Access to the end-user, the classroom student, is difficult. In an education project, the task of accurately determining the real needs of the classroom student often falls to the project manager. Projects are frequently sold and initially defined by people in Sales positions or by consultants acting as Sales Support. They have spoken with training managers or other forms of management who have explained their visions of what needs to be taught. Sometimes such management will say they want to establish a “baseline” of knowledge for their people. For instance, perhaps everyone should know TCP/IP. So part of the training project is to develop TCP/IP training. When class begins, however, the teacher finds that one student knows TCP/IP and wants to know how it is implemented on an MS Windows system. Another student only wants to know how to mix IPv4 and IPv6 networks. Another student wants to know how TCP/IP fits into the OSI model. And another asks, “What is a protocol?”

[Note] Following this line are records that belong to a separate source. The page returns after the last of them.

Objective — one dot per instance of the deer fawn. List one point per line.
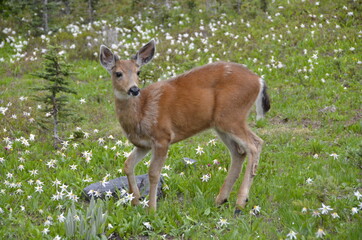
(217, 95)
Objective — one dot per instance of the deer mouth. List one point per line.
(134, 91)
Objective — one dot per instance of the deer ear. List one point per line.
(107, 58)
(146, 53)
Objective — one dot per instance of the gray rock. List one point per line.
(116, 185)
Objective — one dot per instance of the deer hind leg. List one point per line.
(237, 150)
(136, 156)
(254, 150)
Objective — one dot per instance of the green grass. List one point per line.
(316, 113)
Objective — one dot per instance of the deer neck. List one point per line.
(128, 112)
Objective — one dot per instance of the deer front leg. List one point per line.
(159, 155)
(137, 155)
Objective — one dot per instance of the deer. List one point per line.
(217, 95)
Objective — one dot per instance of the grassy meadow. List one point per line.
(309, 181)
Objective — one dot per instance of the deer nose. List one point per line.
(134, 91)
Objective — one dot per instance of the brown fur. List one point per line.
(217, 95)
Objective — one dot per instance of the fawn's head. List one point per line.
(125, 73)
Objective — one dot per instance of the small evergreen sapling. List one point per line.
(56, 73)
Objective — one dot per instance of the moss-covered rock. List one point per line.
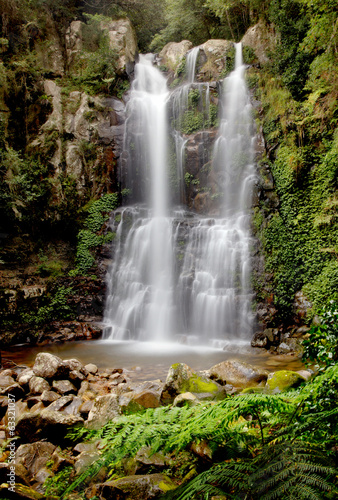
(137, 487)
(181, 378)
(283, 380)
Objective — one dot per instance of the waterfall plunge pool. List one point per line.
(150, 360)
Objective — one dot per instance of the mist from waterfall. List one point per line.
(176, 275)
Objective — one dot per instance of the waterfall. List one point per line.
(139, 283)
(176, 274)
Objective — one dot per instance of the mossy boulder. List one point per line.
(238, 374)
(283, 380)
(138, 487)
(181, 379)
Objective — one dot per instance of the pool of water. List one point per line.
(149, 360)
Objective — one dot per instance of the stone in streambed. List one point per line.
(136, 487)
(181, 378)
(238, 374)
(37, 385)
(283, 380)
(64, 387)
(104, 409)
(45, 424)
(34, 456)
(49, 366)
(187, 398)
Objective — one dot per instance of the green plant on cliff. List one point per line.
(91, 237)
(321, 344)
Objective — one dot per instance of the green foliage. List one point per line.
(90, 238)
(95, 70)
(321, 344)
(56, 484)
(264, 446)
(25, 188)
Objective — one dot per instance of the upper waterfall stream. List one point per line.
(176, 274)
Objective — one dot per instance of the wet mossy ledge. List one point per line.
(82, 433)
(63, 409)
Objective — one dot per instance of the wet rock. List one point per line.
(181, 378)
(144, 461)
(305, 374)
(186, 399)
(105, 408)
(84, 460)
(202, 449)
(45, 424)
(91, 368)
(136, 487)
(74, 407)
(73, 364)
(60, 460)
(173, 53)
(283, 380)
(34, 456)
(48, 366)
(6, 381)
(37, 385)
(48, 397)
(64, 387)
(237, 373)
(61, 403)
(15, 390)
(259, 340)
(21, 473)
(301, 305)
(85, 408)
(33, 400)
(76, 377)
(21, 492)
(25, 376)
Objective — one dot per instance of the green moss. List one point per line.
(284, 380)
(197, 384)
(167, 485)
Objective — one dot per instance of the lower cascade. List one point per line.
(177, 275)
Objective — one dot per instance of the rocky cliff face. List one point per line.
(82, 139)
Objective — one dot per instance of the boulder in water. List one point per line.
(283, 380)
(181, 378)
(137, 487)
(238, 374)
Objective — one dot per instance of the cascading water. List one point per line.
(139, 283)
(206, 294)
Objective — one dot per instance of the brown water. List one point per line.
(147, 360)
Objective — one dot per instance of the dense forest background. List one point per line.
(272, 441)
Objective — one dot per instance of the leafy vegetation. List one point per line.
(321, 345)
(262, 445)
(91, 236)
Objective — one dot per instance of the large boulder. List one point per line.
(283, 380)
(34, 456)
(181, 378)
(48, 365)
(45, 424)
(238, 374)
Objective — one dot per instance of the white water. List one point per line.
(205, 297)
(139, 283)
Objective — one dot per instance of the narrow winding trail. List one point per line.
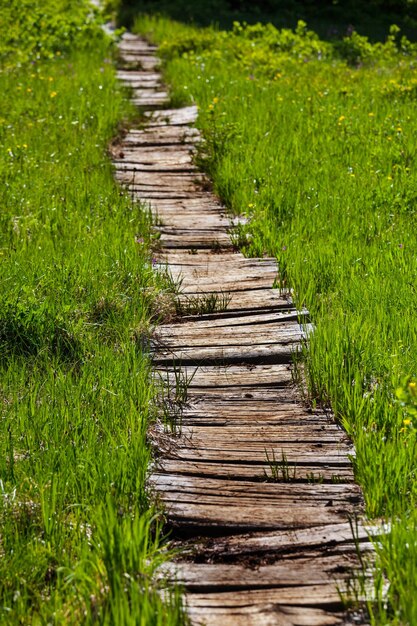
(258, 489)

At Sun, we offer skills analysis services to help measure student expertise levels. Such analyses help define the training need before developing the training. Unfortunately, people tend to dismiss such services saying, “I know what my people need.”

The problem, of course, is that while a manager may know his or her people need certain knowledge, that same manager often has little idea of what knowledge the people already have.

Knowing this situation exists will prompt the project manager of an education project to begin the project with some form of reex-amination. He or she, either formally or informally, will find a way to allow the project's architect to meet prospective students, to measure their real needs, and consider these needs in designing the final training. The project manager will be sure there is time and money (if possible) in the project schedule allow for this reexam-ination of project goals.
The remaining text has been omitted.